Fringe charities face bleak future

One in three charities that deal with less popular causes such as mental illness or the rehabilitation of young offenders believe they have a "poor to average" chance of surviving the next few years.

A study by Capital One Bank shows that shrinking lottery funding means smaller charities that work with unpopular causes rely almost exclusively on income from government and local councils, putting them at the mercy of those funders that cherry-pick causes to suit a particular political end.

Phil Humes, business development director at drugs charity North East Council on Addictions, blamed the decline on a "fad culture", where causes dip in and out of favour with the public.

"For a time we reaped the benefits of the political spotlight when both the Government and the opposition wanted to be seen to be acting on drugs issues," he said. "This has been swiftly replaced by the feeling that they've ticked this box and no longer need to apply the same momentum. Unfortunately life just doesn't work like that."

Lack of public support, difficulty in recruiting volunteers and problems finding corporate partners willing to provide financial or practical help, are also contributing to the feeling of pessimism.

The research shows that 12 per cent of 'social fringe' charities are making staff redundant, while 8 per cent are trying to move to cheaper accommodation.

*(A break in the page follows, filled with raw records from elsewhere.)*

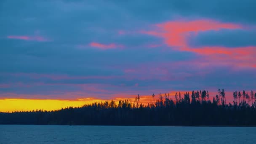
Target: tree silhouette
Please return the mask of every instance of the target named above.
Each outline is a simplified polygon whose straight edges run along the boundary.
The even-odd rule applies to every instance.
[[[246,95],[245,91],[245,90],[243,91],[243,101],[244,102],[245,101],[245,95]]]
[[[177,92],[175,93],[175,96],[174,96],[174,99],[175,99],[175,101],[176,102],[178,102],[178,94]]]
[[[240,103],[240,98],[242,97],[242,94],[241,94],[241,92],[240,91],[238,92],[238,98],[239,99],[239,103]]]
[[[206,97],[204,96],[205,93]],[[51,111],[37,110],[0,112],[0,124],[256,125],[256,93],[251,91],[250,98],[248,94],[250,92],[245,91],[246,101],[249,99],[252,101],[255,100],[250,105],[245,99],[237,104],[236,99],[242,95],[237,91],[233,93],[234,104],[227,104],[224,93],[224,90],[218,93],[223,97],[223,101],[220,104],[218,93],[213,97],[212,102],[211,99],[206,101],[208,93],[203,90],[201,95],[198,91],[193,91],[191,96],[189,92],[186,92],[181,100],[176,102],[165,95],[165,99],[163,99],[160,94],[159,99],[153,104],[144,104],[142,100],[142,103],[139,104],[141,100],[140,98],[138,98],[138,95],[134,100],[119,100],[116,104],[115,101],[111,100]],[[197,98],[197,94],[201,96],[201,100]],[[178,94],[176,95],[177,99]],[[163,104],[163,100],[164,104]]]
[[[179,92],[179,101],[181,101],[181,92]]]
[[[251,90],[251,104],[252,105],[252,104],[253,103],[253,98],[254,97],[254,93],[253,93],[253,91]]]

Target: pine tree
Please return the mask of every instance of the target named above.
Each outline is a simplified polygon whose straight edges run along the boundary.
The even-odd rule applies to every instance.
[[[179,101],[181,101],[181,92],[179,92]]]
[[[176,102],[178,102],[178,94],[177,94],[177,92],[175,93],[175,96],[174,96],[174,99],[175,99],[175,101]]]
[[[245,101],[245,90],[243,91],[243,101]]]
[[[254,93],[252,90],[251,91],[251,104],[252,105],[253,102],[253,97],[254,96]]]
[[[239,104],[240,104],[240,98],[242,96],[242,94],[241,94],[241,92],[240,91],[238,92],[238,99],[239,99]]]
[[[209,95],[209,92],[208,92],[208,91],[207,91],[207,92],[206,92],[206,97],[207,97],[207,101],[209,101],[209,96],[210,96]]]

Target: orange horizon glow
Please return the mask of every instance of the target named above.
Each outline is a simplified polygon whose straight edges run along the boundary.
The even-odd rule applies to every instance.
[[[183,98],[184,93],[187,91],[180,91],[181,97]],[[188,91],[191,95],[192,91]],[[169,98],[173,100],[174,99],[174,96],[176,91],[168,92]],[[179,94],[179,91],[177,91]],[[216,92],[209,91],[210,99],[213,96],[215,96]],[[226,92],[227,100],[232,101],[230,99],[232,96],[232,92]],[[168,94],[168,93],[166,94]],[[162,95],[164,98],[165,93],[162,93]],[[139,103],[147,105],[148,104],[155,103],[159,99],[159,93],[155,93],[155,97],[153,99],[152,95],[140,95],[140,100]],[[128,101],[133,104],[135,100],[135,96],[138,95],[126,96],[125,97],[116,97],[113,99],[103,99],[95,98],[78,98],[76,99],[26,99],[21,98],[4,98],[0,99],[0,112],[13,112],[15,111],[30,111],[33,110],[41,110],[43,111],[51,111],[61,109],[69,107],[81,107],[85,104],[91,104],[95,102],[104,103],[107,101],[109,103],[113,100],[117,105],[120,100],[128,100]]]

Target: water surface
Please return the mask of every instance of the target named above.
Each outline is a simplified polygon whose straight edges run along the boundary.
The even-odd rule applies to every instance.
[[[255,144],[256,127],[0,125],[0,144]]]

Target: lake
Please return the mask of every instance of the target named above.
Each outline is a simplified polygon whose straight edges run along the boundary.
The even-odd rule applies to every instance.
[[[255,144],[256,127],[0,125],[0,144]]]

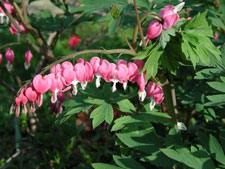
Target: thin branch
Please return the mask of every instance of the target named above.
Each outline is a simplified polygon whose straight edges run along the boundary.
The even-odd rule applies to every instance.
[[[13,23],[13,25],[16,27],[16,29],[22,34],[23,38],[27,41],[27,43],[38,53],[41,53],[41,49],[34,44],[20,29],[19,25],[16,23],[15,19],[12,17],[12,15],[5,9],[5,6],[0,2],[0,7],[3,9],[5,14],[9,17],[10,21]]]
[[[147,17],[147,14],[144,14],[141,19],[140,19],[140,23],[143,22],[145,20],[145,18]],[[136,50],[137,48],[137,33],[138,33],[138,24],[136,24],[135,28],[134,28],[134,32],[133,32],[133,38],[132,38],[132,41],[133,41],[133,46],[134,46],[134,49]]]
[[[62,63],[66,60],[73,59],[78,55],[88,54],[88,53],[99,53],[99,54],[114,54],[114,53],[122,53],[122,54],[128,54],[132,56],[136,56],[137,53],[135,51],[129,50],[129,49],[111,49],[111,50],[100,50],[100,49],[90,49],[90,50],[83,50],[79,52],[72,53],[70,55],[64,56],[61,59],[53,62],[52,64],[46,66],[43,71],[40,72],[40,74],[44,74],[46,71],[48,71],[52,66],[57,65],[59,63]],[[31,83],[32,80],[28,80],[21,88],[26,87]],[[19,94],[20,90],[17,92]]]
[[[14,159],[16,158],[18,155],[20,155],[20,150],[17,149],[16,153],[13,154],[10,158],[8,158],[5,162],[5,164],[3,166],[0,167],[0,169],[6,168],[6,166]]]
[[[6,47],[9,47],[9,46],[20,45],[20,44],[22,44],[22,43],[21,42],[7,43],[7,44],[4,44],[4,45],[1,45],[0,49],[6,48]]]
[[[143,49],[145,50],[145,48],[146,48],[145,38],[144,38],[144,35],[143,35],[143,31],[141,29],[141,23],[140,23],[140,19],[139,19],[139,15],[138,15],[137,2],[136,2],[136,0],[134,0],[134,9],[135,9],[135,13],[136,13],[136,20],[137,20],[138,29],[139,29],[139,32],[140,32],[140,35],[141,35]]]
[[[120,27],[120,25],[119,25],[118,19],[115,19],[115,21],[116,21],[117,27],[118,27],[119,30],[120,30],[121,35],[123,36],[123,39],[126,41],[126,43],[127,43],[127,45],[129,46],[130,50],[132,50],[132,51],[135,52],[134,48],[131,46],[130,42],[128,41],[126,35],[123,33],[123,31],[122,31],[122,29],[121,29],[121,27]]]
[[[16,94],[16,90],[13,87],[9,86],[8,83],[6,83],[4,80],[0,79],[0,84],[4,86],[8,91]]]
[[[23,17],[26,23],[28,23],[28,16],[27,16],[27,8],[25,5],[25,1],[21,0],[21,4],[22,4],[22,11],[23,11]]]
[[[0,3],[0,6],[2,7],[2,9],[4,10],[4,12],[6,13],[6,15],[9,17],[10,21],[13,23],[13,25],[16,27],[16,29],[22,34],[23,38],[27,41],[27,43],[34,48],[34,50],[36,50],[38,53],[44,55],[49,61],[55,61],[55,56],[52,52],[52,50],[50,50],[49,46],[47,45],[47,43],[45,42],[45,39],[39,35],[38,31],[36,29],[34,29],[29,23],[25,22],[23,15],[22,15],[22,11],[20,10],[20,8],[18,7],[18,5],[15,2],[12,2],[12,5],[14,6],[18,16],[20,17],[22,23],[24,24],[24,26],[29,30],[29,32],[33,35],[34,39],[38,42],[38,44],[40,45],[40,47],[38,47],[36,44],[34,44],[28,37],[26,34],[24,34],[19,25],[16,23],[15,19],[12,17],[12,15],[5,9],[4,5],[2,4],[2,2]]]
[[[142,23],[146,18],[153,18],[162,22],[162,19],[160,18],[160,16],[156,14],[155,12],[150,12],[150,13],[145,12],[144,15],[140,18],[140,23]],[[138,24],[136,24],[134,28],[134,32],[133,32],[133,46],[135,49],[136,49],[136,43],[137,43],[137,33],[138,33]]]
[[[56,32],[49,34],[48,41],[47,41],[48,45],[50,45],[53,42],[53,39],[55,38],[56,35],[57,35]],[[39,62],[38,62],[38,65],[35,69],[35,73],[34,73],[35,75],[38,74],[41,71],[44,63],[45,63],[45,57],[42,55]]]

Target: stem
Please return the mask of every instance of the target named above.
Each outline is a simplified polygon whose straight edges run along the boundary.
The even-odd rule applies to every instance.
[[[216,8],[219,8],[219,7],[220,7],[220,0],[216,0],[216,2],[215,2],[215,7],[216,7]]]
[[[20,45],[20,44],[21,44],[21,42],[7,43],[7,44],[4,44],[4,45],[1,45],[0,49],[3,49],[3,48],[8,47],[8,46],[14,46],[14,45]]]
[[[21,0],[21,4],[22,4],[22,11],[23,11],[24,20],[25,20],[26,23],[28,23],[27,8],[25,6],[24,0]]]
[[[121,35],[123,36],[123,39],[126,41],[126,43],[127,43],[127,45],[129,46],[130,50],[132,50],[132,51],[135,52],[134,48],[131,46],[130,42],[128,41],[126,35],[123,33],[123,31],[122,31],[122,29],[121,29],[121,27],[120,27],[120,25],[119,25],[118,19],[115,19],[115,21],[116,21],[117,27],[118,27],[119,30],[120,30]]]
[[[136,56],[137,53],[135,51],[129,50],[129,49],[111,49],[111,50],[98,50],[98,49],[91,49],[91,50],[83,50],[83,51],[79,51],[79,52],[75,52],[72,53],[70,55],[64,56],[61,59],[53,62],[52,64],[48,65],[47,67],[45,67],[43,69],[43,71],[40,72],[40,74],[45,73],[46,71],[48,71],[52,66],[62,63],[66,60],[69,59],[73,59],[78,55],[83,55],[83,54],[88,54],[88,53],[99,53],[99,54],[113,54],[113,53],[122,53],[122,54],[128,54],[128,55],[132,55],[132,56]],[[20,90],[17,92],[17,94],[20,93],[21,89],[23,87],[26,87],[28,84],[31,83],[32,80],[28,80],[21,88]]]
[[[161,78],[161,81],[163,84],[163,93],[166,101],[168,114],[172,117],[172,122],[175,124],[177,122],[177,108],[174,85],[171,85],[171,83],[165,76]]]
[[[144,38],[144,35],[143,35],[143,31],[141,29],[141,23],[140,23],[140,19],[139,19],[139,15],[138,15],[136,0],[134,0],[134,9],[135,9],[135,13],[136,13],[136,20],[137,20],[138,29],[139,29],[139,32],[140,32],[140,35],[141,35],[142,46],[143,46],[143,49],[145,50],[145,48],[146,48],[145,38]]]
[[[151,12],[151,13],[144,13],[144,15],[141,17],[140,19],[140,24],[146,19],[146,18],[153,18],[156,19],[160,22],[162,22],[162,19],[160,18],[160,16],[158,14],[156,14],[155,12]],[[138,33],[138,24],[136,24],[135,28],[134,28],[134,32],[133,32],[133,46],[136,50],[136,43],[137,43],[137,33]]]
[[[140,19],[140,23],[143,22],[145,20],[145,18],[147,17],[147,14],[144,14],[141,19]],[[135,28],[134,28],[134,32],[133,32],[133,46],[134,49],[136,50],[137,48],[137,33],[138,33],[138,24],[136,24]]]
[[[5,6],[2,4],[2,2],[0,2],[0,7],[3,9],[3,11],[5,12],[5,14],[9,17],[10,21],[12,22],[12,24],[16,27],[16,29],[18,30],[19,33],[21,33],[21,35],[23,36],[23,38],[26,40],[27,44],[30,45],[36,52],[41,53],[43,55],[46,56],[46,58],[49,61],[55,61],[54,55],[52,53],[52,51],[47,50],[46,51],[46,47],[39,47],[37,46],[35,43],[33,43],[26,34],[24,34],[22,32],[22,30],[20,29],[19,25],[16,23],[15,19],[12,17],[12,15],[5,9]]]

Of the 100 charities surveyed, 84 did not receive any support from companies, and 56 found it difficult to recruit volunteers.

Humes also blamed the target-led demands of funders for the financial problems faced by smaller charities.

"Unfortunately, we can't tell our drug users that they have to be clean in two months because that's when we need to meet our targets," said Humes.

"The current approach means that we're expected to become increasingly professional without any acknowledgement of the increase in resources that this requires."

Susan Johnson, projects director at Prostitute Outreach Workers, said funders must start to acknowledge the value of smaller charities working with controversial causes.

"Charities like us are the only ones that provide help to people others prefer to ignore," she said. "Projects like ours have to be given the space to operate in a more holistic way if we're to make an impact and, at the moment, we're almost being forced to lie on grant forms if we want to continue operating services that really benefit those most in need."

Chris Stalker, head of campaigns at NCVO, agreed that social fringe charities must be supported.

"One of the greatest attributes of the voluntary sector is its ability to support the most marginalised people in society, often in the hardest-to-reach communities," he said. "For this reason it is extremely important that public sector funders, National Lottery distribution boards and CSR managers do not further jeopardise the most vulnerable in our society by only supporting those good causes which enjoy celebrity endorsement, political support and national recognition."